DISASTER SUPPLY KIT
Having an emergency supply kit ready and easily accessible is extremely important in the event of a disaster. Items should include: a first aid kit, flashlight with extra batteries, necessary prescription medications, an emergency whistle to signal for help, a gallon of water per person and pet for at least three days, several days worth of nonperishable food, plus pet food (if you have a pet) and a battery operated radio with National Oceanic and Atmospheric Administration (NOAA) capabilities. A cell phone and a battery powered cell phone charger, along with a list of emergency phone numbers is also a good idea. Note: JBT recommends having $200 - $500 cash or more if possible, in the event that ATMs aren’t available or suffer damage.
FAMILY EMERGENCY PLAN
A family emergency plan that includes how you will contact each other and identifies a safe place to gather as an alternative to your home is extremely important.

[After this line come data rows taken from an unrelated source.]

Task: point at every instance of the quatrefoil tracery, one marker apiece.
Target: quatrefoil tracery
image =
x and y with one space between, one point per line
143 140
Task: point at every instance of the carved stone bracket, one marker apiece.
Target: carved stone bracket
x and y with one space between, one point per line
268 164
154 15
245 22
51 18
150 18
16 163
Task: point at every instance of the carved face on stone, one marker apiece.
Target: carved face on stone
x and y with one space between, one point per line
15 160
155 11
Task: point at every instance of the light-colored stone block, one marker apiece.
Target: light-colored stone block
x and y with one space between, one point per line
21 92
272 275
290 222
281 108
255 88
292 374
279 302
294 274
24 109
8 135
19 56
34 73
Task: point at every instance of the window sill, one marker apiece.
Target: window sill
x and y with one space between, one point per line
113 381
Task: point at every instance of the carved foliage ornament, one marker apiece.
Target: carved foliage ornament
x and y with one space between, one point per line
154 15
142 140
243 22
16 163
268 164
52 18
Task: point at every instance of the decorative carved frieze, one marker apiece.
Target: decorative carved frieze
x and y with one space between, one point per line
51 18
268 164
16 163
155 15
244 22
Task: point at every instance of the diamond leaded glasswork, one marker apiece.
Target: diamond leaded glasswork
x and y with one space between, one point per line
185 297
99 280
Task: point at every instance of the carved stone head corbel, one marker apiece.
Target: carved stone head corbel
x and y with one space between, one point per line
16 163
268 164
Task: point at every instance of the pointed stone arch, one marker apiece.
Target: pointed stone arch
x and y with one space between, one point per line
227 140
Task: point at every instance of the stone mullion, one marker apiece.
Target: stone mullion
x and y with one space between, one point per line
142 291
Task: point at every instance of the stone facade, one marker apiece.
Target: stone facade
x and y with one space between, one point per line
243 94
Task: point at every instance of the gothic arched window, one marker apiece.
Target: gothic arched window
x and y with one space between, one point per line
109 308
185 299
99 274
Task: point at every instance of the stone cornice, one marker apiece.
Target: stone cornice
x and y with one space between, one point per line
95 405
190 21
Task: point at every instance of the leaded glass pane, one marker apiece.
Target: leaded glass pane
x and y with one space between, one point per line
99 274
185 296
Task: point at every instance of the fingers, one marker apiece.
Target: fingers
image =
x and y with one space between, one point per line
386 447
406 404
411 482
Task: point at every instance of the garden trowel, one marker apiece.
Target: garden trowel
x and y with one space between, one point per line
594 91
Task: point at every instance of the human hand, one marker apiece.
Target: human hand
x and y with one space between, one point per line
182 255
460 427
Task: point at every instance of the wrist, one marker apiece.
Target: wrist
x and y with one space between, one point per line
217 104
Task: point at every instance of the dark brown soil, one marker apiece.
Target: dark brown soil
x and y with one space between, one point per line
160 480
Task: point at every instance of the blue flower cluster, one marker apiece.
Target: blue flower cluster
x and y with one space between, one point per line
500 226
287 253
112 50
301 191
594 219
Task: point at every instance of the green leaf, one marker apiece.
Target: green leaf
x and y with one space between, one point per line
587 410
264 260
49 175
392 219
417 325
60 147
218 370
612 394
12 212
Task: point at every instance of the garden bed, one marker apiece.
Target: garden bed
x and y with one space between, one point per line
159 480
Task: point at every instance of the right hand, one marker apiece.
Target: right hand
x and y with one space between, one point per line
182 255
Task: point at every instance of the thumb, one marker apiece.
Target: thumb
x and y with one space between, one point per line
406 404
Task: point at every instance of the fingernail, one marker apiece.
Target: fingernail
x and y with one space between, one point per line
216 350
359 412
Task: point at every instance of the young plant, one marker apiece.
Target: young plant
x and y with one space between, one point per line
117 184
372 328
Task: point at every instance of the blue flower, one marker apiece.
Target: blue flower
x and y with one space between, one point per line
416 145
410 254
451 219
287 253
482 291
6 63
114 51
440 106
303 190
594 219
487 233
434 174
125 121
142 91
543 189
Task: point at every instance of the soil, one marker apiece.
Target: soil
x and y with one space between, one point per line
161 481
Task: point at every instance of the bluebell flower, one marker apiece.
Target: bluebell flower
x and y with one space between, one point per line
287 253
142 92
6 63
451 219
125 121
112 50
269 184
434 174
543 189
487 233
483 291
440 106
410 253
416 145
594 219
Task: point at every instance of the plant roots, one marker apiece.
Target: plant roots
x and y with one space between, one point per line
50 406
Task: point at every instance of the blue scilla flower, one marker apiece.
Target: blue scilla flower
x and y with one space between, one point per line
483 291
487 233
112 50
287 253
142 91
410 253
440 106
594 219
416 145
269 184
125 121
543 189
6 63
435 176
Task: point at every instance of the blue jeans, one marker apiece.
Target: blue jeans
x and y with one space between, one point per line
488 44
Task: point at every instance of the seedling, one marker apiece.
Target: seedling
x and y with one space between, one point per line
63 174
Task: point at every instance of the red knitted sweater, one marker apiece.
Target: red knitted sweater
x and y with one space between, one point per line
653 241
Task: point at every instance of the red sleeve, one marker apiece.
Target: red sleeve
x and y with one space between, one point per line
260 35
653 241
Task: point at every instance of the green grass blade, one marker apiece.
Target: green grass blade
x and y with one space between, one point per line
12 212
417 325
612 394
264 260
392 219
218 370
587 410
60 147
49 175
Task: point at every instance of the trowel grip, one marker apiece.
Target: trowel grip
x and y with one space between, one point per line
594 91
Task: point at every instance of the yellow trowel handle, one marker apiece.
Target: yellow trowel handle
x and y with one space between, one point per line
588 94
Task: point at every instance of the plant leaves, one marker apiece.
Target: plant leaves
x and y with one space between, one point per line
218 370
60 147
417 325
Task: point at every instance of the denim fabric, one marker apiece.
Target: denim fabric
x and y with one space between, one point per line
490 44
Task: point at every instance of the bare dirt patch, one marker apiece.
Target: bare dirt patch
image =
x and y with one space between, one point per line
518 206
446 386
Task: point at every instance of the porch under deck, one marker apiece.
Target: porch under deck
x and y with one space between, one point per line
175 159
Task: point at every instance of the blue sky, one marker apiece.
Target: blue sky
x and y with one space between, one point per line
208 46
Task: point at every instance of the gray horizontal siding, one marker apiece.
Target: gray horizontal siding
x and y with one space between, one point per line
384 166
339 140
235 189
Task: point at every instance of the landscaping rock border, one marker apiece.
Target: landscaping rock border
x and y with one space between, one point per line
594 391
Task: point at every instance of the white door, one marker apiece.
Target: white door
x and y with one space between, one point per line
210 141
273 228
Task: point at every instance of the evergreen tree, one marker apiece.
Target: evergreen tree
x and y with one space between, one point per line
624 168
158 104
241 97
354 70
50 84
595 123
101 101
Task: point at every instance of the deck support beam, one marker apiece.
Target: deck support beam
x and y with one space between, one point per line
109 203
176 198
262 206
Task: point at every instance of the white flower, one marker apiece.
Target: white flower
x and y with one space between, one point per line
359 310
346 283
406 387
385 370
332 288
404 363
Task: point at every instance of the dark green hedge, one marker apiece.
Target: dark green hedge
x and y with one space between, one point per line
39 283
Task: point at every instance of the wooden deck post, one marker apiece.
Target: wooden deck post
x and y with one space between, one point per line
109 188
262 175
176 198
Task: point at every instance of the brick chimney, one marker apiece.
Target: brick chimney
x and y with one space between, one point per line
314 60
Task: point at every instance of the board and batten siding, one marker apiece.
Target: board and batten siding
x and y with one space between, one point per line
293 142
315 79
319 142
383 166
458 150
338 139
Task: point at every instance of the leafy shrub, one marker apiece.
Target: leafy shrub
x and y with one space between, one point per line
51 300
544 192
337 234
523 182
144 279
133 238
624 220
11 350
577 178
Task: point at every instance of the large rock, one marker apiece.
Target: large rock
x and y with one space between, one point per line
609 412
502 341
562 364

It is a good idea to designate a meeting area both within and outside of your neighborhood. This plan will ensure your children know what to do, where they can go and who they can stay with in the event of an emergency. Check www.511pa.com for updates on road conditions, if you need to drive to get out of harm’s way. It’s also a good idea to fill your car’s gas tank if you know a storm is coming in case there is a gas shortage.

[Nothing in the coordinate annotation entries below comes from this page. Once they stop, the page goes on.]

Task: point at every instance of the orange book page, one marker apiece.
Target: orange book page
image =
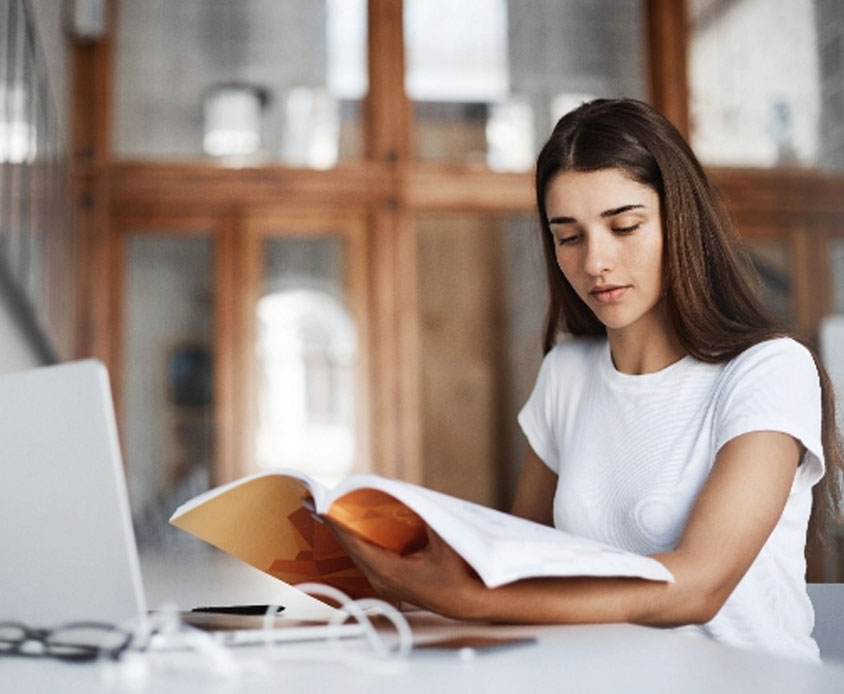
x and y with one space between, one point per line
264 523
379 518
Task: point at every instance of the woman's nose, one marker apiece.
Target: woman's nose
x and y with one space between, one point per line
600 255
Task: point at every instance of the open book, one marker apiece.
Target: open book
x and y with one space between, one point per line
272 520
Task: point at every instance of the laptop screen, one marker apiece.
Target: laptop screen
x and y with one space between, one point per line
68 548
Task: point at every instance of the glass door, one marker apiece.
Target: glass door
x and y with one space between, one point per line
304 351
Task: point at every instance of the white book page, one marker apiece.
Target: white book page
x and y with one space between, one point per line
503 548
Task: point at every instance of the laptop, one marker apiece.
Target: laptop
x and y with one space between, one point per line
68 547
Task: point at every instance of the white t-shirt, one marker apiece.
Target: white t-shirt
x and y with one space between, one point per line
632 452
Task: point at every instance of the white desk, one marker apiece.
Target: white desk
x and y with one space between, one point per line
595 659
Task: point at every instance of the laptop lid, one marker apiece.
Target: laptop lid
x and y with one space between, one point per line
66 538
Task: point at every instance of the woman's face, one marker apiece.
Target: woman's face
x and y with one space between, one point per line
607 232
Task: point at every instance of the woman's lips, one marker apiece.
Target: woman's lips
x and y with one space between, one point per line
608 294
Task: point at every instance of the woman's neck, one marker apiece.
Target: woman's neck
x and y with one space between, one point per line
644 349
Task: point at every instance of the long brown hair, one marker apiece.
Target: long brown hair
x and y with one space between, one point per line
712 307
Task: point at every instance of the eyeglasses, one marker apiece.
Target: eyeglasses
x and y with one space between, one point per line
77 641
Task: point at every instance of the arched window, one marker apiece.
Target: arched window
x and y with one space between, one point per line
307 352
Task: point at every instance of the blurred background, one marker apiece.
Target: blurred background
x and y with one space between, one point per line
302 232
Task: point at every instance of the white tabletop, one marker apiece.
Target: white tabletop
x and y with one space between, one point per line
592 658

Note: The FEMA website (www.ready.gov) includes a family emergency plan that can be printed to help assist families with developing their individual plans. Experts agree that developing a disaster plan ahead of time reduces fear and anxiety in children, which means they have a better chance of staying safe until help arrives.
Prepare a vital records kit with copies of important documents. Documents and items for this kit include copies of insurance policies, personal identification, bank account records, proof of vaccinations for pets, mortgages, birth and marriage certificates, and irreplaceable photos. A safe deposit box is one option to keep these documents safe, especially in the event your house is severely damaged or destroyed. If you decide to keep the documents in your home, make sure they are stored in a safe place in a waterproof and fireproof container. Another option is to scan and store these documents in a cloud-based application.
While it’s difficult to think about losing your home due to a natural disaster, it’s important to understand what your homeowner’s insurance policy does and does not cover. Since policies vary by insurance company, you shouldn’t make any assumptions as to what is covered. Most basic homeowner’s policies cover fire and lightning, explosion, smoke, and damage caused by the weight of ice, snow or sleet. Perils of hail, windstorm, vandalism, theft and water damage may be restricted or even excluded by many policies.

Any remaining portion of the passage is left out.